Die nächste Generation übernimmt

Die nächste Generation übernimmt
Michael Städeli, Louis Grosjean, Stefan Schneider, Rolf Brunner
Lesezeit: 5 Minuten

Rund 95´000 Schweizer Unternehmen suchen zurzeit einen Nachfolger; fast jedem siebten Schweizer KMU droht eine Überalterung des Managements. Wie Nachfolgeprozesse an die nächste Generation erfolgreich umgesetzt werden, erklären die Nachfolgespezialisten Rolf Brunner und Stefan Schneider von der St.Galler Continuum AG sowie Louis Grosjean und Michael Städeli von der Appenzeller Altrimo AG anhand aktueller Beispiele.

Text: Stephan Ziegler

Rolf Brunner und Stefan Schneider von der Continuum AG haben die GK Grünenfelder Group AG aus Kriessern bei der Entwicklung eines Nachfolgekonzepts beraten. «Mein Bruder und ich sind beide im Unternehmen tätig; aufgrund des grossen Altersabstands gehen wir jedoch gestaffelt ins Pensionsalter.
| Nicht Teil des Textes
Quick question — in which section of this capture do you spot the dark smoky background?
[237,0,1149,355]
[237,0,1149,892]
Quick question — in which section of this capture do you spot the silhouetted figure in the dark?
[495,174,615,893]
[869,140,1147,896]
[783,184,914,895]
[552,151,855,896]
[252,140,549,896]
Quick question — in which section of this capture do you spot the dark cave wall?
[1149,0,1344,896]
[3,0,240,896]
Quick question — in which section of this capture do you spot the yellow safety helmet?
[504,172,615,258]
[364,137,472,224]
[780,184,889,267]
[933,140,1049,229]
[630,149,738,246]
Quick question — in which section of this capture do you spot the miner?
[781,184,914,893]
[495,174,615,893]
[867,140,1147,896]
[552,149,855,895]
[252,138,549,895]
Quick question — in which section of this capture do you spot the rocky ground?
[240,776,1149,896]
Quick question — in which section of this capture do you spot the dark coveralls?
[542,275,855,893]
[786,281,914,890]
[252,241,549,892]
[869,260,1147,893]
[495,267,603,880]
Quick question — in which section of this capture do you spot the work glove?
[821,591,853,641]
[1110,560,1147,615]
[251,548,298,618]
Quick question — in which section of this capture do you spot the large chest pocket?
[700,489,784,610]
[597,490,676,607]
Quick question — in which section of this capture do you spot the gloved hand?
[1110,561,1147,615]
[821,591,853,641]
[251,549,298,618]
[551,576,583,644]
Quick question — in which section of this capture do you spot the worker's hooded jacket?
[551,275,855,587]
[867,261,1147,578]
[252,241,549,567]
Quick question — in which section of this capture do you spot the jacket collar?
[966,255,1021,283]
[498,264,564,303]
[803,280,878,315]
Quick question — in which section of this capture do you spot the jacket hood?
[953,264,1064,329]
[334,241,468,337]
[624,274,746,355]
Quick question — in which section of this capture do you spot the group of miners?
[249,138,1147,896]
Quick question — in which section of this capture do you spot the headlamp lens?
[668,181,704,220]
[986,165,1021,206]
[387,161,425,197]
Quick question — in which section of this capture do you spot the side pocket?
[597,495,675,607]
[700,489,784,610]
Auch unsere Kinder, das heisst die nächste Generation, sind altersbedingt in unterschiedlichen Lebenssituationen. Uns war es wichtig, dass beide Familien im Prozess integriert sind», sagt Marcel Grünenfelder, Präsident des GK-Verwaltungsrates.
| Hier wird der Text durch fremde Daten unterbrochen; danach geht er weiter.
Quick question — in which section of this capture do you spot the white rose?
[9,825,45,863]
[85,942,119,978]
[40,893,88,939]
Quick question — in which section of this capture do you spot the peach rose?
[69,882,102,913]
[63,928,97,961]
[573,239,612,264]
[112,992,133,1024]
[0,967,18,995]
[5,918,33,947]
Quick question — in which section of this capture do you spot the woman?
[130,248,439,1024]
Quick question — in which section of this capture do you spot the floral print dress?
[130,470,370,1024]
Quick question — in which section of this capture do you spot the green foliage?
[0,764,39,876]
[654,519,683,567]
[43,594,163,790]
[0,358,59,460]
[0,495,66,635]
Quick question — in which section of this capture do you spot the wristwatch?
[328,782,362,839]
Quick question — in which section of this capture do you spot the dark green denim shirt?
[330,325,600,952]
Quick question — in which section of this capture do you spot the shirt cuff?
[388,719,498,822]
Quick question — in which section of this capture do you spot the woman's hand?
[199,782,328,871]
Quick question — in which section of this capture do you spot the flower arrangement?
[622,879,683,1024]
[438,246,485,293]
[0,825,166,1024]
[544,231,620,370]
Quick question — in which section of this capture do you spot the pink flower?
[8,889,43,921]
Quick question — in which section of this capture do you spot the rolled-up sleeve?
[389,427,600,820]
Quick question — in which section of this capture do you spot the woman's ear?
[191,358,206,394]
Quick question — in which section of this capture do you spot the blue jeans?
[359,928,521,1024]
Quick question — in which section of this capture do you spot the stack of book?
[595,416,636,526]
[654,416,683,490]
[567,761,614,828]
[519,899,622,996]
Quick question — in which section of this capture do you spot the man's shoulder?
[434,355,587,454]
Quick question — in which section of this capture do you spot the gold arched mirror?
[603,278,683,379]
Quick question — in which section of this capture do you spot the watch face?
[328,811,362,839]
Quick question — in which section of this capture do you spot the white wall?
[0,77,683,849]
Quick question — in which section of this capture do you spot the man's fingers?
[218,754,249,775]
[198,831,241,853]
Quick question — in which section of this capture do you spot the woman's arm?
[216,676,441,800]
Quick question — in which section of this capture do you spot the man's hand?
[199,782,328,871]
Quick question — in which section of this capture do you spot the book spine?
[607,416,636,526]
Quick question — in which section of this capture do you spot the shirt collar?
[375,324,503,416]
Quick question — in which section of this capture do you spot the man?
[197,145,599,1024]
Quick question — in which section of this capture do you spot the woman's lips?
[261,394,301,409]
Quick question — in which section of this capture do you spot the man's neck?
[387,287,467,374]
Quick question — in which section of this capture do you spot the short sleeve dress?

Durch die Begleitung der Continuum AG konnte über die Familien hinweg ein «wertvollen Diskurs über das Unternehmen und das Familienvermögen» gestartet werden, der sich im Rahmen einer Familien-Strategie in einer Familienverfassung festigte. «Durch Workshops und in Familientreffen kamen sich die Familien näher und damit konnte auch das gegenseitige Verständnis verstärkt werden», erklärt Rolf Brunner. Die nächste Grünenfelder-Generation (vier Kinder) wurde sorgfältig an bestehende und zukünftige Positionen und Funktionen im Verwaltungsrat und Familienrat herangeführt – und der Aufbau eines wiederkehrenden Familien-Events trägt heute zur Stabilität des Aktionariats der Rheintaler Unternehmensgruppe bei. Die GK Grünenfelder Group AG hat ihre juristische Struktur und die Organisation der Führung im Hinblick auf den Generationenwechsel überdacht und in dosierten Schritten angepasst.
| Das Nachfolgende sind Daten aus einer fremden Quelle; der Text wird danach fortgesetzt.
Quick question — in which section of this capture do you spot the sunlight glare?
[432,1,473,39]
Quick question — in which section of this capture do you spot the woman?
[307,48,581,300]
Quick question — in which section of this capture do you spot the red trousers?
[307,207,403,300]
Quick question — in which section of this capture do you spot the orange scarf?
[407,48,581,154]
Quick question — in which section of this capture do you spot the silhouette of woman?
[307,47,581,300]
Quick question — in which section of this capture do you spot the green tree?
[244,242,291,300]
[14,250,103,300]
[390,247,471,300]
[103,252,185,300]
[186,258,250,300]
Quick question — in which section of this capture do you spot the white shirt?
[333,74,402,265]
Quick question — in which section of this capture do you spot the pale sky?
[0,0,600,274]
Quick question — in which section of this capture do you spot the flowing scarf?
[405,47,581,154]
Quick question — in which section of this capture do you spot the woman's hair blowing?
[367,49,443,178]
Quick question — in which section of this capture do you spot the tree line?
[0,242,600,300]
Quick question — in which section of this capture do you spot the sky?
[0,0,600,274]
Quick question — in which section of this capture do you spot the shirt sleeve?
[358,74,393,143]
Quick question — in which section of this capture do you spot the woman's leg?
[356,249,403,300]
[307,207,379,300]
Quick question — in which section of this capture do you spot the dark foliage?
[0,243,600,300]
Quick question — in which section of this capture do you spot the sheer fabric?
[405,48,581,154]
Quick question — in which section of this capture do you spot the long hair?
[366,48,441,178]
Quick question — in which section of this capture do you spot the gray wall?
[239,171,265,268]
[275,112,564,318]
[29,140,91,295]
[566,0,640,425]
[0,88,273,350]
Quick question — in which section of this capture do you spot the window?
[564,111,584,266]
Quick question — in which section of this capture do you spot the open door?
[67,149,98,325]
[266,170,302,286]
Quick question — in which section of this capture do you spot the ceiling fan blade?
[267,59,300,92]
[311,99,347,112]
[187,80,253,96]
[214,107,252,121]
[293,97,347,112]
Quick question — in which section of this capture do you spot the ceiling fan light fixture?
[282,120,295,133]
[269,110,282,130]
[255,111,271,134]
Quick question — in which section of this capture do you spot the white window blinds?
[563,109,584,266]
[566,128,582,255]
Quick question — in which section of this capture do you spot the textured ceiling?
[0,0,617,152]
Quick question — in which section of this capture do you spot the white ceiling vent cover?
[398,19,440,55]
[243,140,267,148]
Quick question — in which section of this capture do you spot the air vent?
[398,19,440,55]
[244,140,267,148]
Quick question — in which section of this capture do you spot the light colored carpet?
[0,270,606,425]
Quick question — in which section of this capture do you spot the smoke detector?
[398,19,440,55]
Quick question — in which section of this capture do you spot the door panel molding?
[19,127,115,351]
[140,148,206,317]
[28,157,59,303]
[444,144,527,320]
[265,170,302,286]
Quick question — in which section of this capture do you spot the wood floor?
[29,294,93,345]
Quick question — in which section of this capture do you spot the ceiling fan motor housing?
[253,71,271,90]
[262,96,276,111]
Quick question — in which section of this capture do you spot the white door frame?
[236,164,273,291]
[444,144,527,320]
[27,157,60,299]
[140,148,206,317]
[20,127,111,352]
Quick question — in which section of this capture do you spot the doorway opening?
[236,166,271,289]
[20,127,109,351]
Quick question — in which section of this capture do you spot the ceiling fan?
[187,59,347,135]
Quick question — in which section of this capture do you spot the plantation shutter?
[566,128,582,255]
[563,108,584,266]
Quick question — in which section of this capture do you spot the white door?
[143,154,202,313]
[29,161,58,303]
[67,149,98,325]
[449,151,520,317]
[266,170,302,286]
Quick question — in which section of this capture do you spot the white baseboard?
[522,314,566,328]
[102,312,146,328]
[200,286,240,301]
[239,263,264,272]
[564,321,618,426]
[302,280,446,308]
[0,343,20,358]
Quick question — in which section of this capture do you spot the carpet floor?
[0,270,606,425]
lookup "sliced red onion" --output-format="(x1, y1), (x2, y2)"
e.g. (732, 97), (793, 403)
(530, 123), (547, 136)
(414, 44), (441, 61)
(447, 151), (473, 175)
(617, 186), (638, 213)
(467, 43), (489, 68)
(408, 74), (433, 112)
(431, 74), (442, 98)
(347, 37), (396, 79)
«Die Auseinandersetzung mit den unterschiedlichen Rollenbildern innerhalb der Organisation war wertvoll und bedarf auch in Zukunft eines kontinuierlichen Reviews», so Marcel Grünenfelder. Die Vertreter der Continuum AG unterstützten den Prozess mit der nötigen differenzierten Beobachtungsgabe und Aussensicht. «Ihre Kommunikation und Beratung in diesen Dingen war stets überlegt und wies das nötige Fingerspitzengefühl auf, um dem emotionalen Charakter dieser Fragen Rechnung zu tragen», so der Verwaltungsratspräsident. Für seine operative Nachfolge wurde eine familienexterne Lösung gewählt, wobei GK Grünenfelder das Glück hatte, auf einen langjährigen Mitarbeiter zu setzen.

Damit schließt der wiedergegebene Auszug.